Rumplestiltskin: I actually read this adaptation, A Curse As Dark As Gold, by Elizabeth C. Bunce, just a week or so ago. I’m not sure how memorable it will prove as time passes, but I loved the attention to detail. It might also be the first version of this tale I didn’t just flat out hate, which is saying something.
♫♪ Rosebud, Rosebud, always will be mine. Rosebud, Rosebud, ’til the end of tiiiime! ♪♫
The Twelve Dancing Princesses: This final selection is also heavy with nostalgia. The difference is, Shelley Duvall’s Faerie Tale Theatre still holds up surprisingly well today. Sure, the special effects are cheesy and outdated. But good humor and sprightliness don’t go out of style.
Many of these hour-long episodes are television gold (Aladdin, for instance, features James Earl Jones as the genies, Leonard Nimoy as the villain, and was directed by Tim Burton). But The Dancing Princesses has always been my personal favorite. Peter Weller is tongue-in-cheek charming in the role of the hero, and the gags still make me laugh. Anyway, it beats the heck out of the Barbie version.
Honorable Mentions: I want to give a shout out to these books, because their fairy-tale goodness more than warrants it. But since they take on multiple tales and tropes simultaneously, I had nowhere else to put them on my list.

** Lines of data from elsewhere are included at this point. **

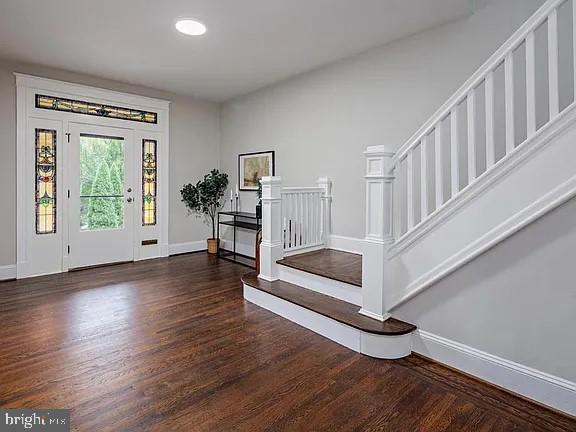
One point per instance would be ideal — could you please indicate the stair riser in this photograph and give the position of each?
(373, 345)
(340, 290)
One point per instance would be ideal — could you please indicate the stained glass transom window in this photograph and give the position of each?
(95, 109)
(149, 163)
(45, 181)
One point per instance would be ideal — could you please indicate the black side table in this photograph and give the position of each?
(244, 220)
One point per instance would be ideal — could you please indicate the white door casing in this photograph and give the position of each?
(48, 253)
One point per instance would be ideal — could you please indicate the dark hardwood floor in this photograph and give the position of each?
(338, 310)
(170, 345)
(330, 263)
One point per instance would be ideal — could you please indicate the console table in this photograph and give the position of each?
(244, 220)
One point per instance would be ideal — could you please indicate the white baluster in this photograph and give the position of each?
(455, 151)
(471, 110)
(553, 63)
(509, 95)
(424, 178)
(490, 144)
(410, 188)
(530, 84)
(439, 170)
(326, 204)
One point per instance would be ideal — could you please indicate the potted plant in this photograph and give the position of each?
(205, 199)
(259, 205)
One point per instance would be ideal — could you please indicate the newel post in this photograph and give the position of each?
(271, 248)
(379, 230)
(326, 184)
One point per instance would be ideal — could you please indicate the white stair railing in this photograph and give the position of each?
(408, 190)
(426, 179)
(294, 219)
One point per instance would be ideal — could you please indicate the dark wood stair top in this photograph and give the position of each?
(341, 266)
(338, 310)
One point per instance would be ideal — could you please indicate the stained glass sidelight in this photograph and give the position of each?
(45, 181)
(149, 182)
(94, 109)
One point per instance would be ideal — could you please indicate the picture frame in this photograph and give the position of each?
(253, 166)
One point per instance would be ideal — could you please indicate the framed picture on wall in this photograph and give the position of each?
(252, 167)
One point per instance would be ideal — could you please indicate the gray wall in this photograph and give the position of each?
(517, 301)
(194, 142)
(321, 122)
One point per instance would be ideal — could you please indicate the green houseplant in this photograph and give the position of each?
(205, 199)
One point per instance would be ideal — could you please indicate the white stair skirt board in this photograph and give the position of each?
(531, 383)
(345, 244)
(340, 290)
(373, 345)
(7, 272)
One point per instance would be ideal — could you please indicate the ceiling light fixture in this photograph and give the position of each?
(190, 27)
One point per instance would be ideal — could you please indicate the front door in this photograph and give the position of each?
(101, 210)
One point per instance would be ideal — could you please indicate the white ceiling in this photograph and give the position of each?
(249, 43)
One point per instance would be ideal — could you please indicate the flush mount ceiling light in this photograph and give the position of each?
(190, 27)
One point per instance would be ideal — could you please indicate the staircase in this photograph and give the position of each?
(321, 290)
(497, 156)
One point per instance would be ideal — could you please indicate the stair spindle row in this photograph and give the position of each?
(468, 102)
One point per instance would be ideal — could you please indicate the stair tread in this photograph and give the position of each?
(337, 265)
(339, 310)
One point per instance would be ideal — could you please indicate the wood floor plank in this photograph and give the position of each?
(171, 345)
(330, 263)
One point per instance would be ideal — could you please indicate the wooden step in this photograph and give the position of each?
(340, 266)
(338, 310)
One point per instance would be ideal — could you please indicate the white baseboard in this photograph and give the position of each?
(340, 290)
(7, 272)
(195, 246)
(531, 383)
(379, 346)
(345, 244)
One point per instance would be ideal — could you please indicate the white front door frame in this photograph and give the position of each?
(149, 241)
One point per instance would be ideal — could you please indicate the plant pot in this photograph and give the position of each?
(259, 211)
(212, 246)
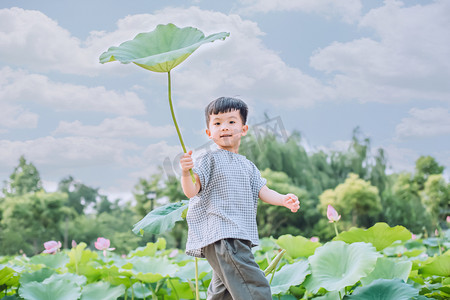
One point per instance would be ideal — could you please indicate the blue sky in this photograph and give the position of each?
(323, 67)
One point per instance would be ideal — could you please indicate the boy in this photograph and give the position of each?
(222, 207)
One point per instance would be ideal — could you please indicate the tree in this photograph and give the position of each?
(146, 192)
(80, 195)
(402, 204)
(30, 220)
(426, 166)
(436, 198)
(355, 199)
(24, 179)
(277, 220)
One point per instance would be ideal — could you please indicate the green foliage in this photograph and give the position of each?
(297, 246)
(161, 219)
(79, 194)
(383, 289)
(336, 270)
(24, 179)
(380, 235)
(162, 49)
(337, 265)
(36, 215)
(355, 199)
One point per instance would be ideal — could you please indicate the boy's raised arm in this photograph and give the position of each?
(189, 189)
(272, 197)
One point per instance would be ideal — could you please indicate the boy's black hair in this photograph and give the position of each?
(224, 105)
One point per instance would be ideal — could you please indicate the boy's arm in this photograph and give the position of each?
(272, 197)
(189, 189)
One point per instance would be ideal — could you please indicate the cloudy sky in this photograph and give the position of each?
(322, 67)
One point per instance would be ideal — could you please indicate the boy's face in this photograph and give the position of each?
(226, 130)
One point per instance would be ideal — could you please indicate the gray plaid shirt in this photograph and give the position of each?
(226, 205)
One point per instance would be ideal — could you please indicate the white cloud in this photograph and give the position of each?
(409, 61)
(68, 152)
(239, 66)
(13, 116)
(120, 127)
(348, 10)
(21, 86)
(30, 38)
(433, 121)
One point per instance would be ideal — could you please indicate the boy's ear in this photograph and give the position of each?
(244, 130)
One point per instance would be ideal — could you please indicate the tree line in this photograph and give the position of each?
(355, 181)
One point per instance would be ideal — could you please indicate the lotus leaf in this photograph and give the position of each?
(384, 289)
(162, 49)
(8, 277)
(187, 272)
(52, 261)
(439, 265)
(151, 269)
(297, 246)
(336, 265)
(289, 275)
(388, 268)
(53, 290)
(38, 276)
(102, 290)
(161, 219)
(380, 235)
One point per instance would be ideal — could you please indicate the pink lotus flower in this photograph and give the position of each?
(314, 239)
(332, 214)
(51, 247)
(173, 253)
(103, 244)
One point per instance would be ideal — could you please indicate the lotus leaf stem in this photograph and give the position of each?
(176, 124)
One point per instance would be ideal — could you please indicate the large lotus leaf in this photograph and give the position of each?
(384, 289)
(82, 262)
(336, 265)
(69, 277)
(439, 265)
(187, 272)
(162, 49)
(54, 290)
(289, 275)
(151, 269)
(116, 276)
(334, 295)
(8, 277)
(388, 268)
(180, 290)
(38, 276)
(380, 235)
(161, 219)
(297, 246)
(102, 290)
(139, 290)
(55, 261)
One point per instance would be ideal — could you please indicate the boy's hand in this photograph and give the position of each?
(291, 201)
(186, 162)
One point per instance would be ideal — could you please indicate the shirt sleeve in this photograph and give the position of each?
(203, 170)
(257, 181)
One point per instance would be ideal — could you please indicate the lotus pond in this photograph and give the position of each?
(381, 262)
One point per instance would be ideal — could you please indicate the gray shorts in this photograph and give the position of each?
(236, 275)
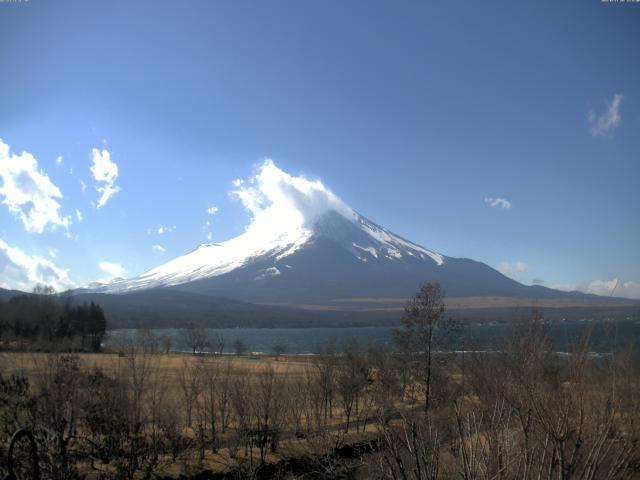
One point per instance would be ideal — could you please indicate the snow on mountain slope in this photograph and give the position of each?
(287, 213)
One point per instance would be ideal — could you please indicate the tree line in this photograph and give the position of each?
(520, 411)
(42, 319)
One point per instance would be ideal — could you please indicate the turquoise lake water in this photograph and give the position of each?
(565, 335)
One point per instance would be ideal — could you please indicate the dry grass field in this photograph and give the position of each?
(520, 412)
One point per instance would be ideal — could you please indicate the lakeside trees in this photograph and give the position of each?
(44, 318)
(521, 411)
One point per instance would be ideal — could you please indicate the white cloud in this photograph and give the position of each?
(501, 203)
(158, 248)
(21, 271)
(613, 287)
(512, 268)
(113, 269)
(273, 198)
(28, 192)
(105, 172)
(608, 120)
(162, 230)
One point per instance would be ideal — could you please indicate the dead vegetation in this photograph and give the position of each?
(521, 412)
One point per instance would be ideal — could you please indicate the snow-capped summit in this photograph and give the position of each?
(303, 244)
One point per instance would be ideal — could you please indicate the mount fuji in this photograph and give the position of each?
(306, 248)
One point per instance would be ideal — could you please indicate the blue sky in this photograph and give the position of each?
(427, 117)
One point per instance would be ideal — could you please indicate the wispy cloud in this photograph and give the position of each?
(512, 268)
(163, 230)
(21, 271)
(28, 192)
(500, 203)
(105, 172)
(158, 248)
(113, 269)
(615, 287)
(607, 120)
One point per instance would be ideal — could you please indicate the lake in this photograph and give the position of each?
(300, 341)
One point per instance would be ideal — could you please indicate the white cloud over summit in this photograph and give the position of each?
(105, 172)
(277, 200)
(28, 192)
(115, 270)
(511, 269)
(619, 288)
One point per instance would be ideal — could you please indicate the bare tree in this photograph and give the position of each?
(424, 314)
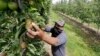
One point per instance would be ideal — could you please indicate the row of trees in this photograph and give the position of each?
(88, 11)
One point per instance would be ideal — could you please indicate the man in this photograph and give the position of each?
(57, 40)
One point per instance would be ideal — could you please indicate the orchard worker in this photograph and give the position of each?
(57, 40)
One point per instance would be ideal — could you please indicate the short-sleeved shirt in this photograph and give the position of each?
(59, 48)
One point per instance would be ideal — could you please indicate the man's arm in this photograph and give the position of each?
(45, 37)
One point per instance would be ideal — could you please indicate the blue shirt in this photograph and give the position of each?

First, Ella Enchanted, by Gail Carson Levine. Most people know this one, as it won a lot of fancy awards and was eventually adapted into a movie with Anne Hathaway. It’s one of those books I didn’t read so much as inhale.
“Do you like to slide?” His voice was eager.
Stair rails! Did he suspect me? I forced a sigh. “No, Majesty. I’m terrified of heights.”
“Oh.” His polite tone had returned.
“I wish I could enjoy it. This fear of heights is an affliction.”
He nodded, a show of sympathy but not much interest. I was losing him.
“Especially,” I added, “as I’ve grown taller.”
Fairy tales are at their best when they’re being just a little cheeky. Speaking of which…
My second honorable mention goes to The League Of Princes series by Christopher Healy, featuring a cast of Princes Charming from the well-known tales of Cinderella, Sleeping Beauty, Snow White, and Rapunzel (along with their princess counterparts). I think the books are probably marketed at 10-year-old boys, but that didn’t stop me from snickering all the way through. Fairy tales need a little cheek, like I said, and this series has a lot more than a little. If that weren’t enough, Mr. Healy’s obvious infatuation with grammar and vocabulary certainly seal the deal.
“I wasn’t gonna defenestrate him,” the wing-haired man said. “I was gonna throw him out the window.”
“That’s what ‘defenestrate’ means,” said Frederic.
“Then why didn’t you just say ‘throw him our the window’?”
“Because I love words,” Frederic said with a smoldering intensity.
Okay, guys. I’ve had my say. I hope some of you will take a turn now. Does my list have any shocking omissions? What are your favorites?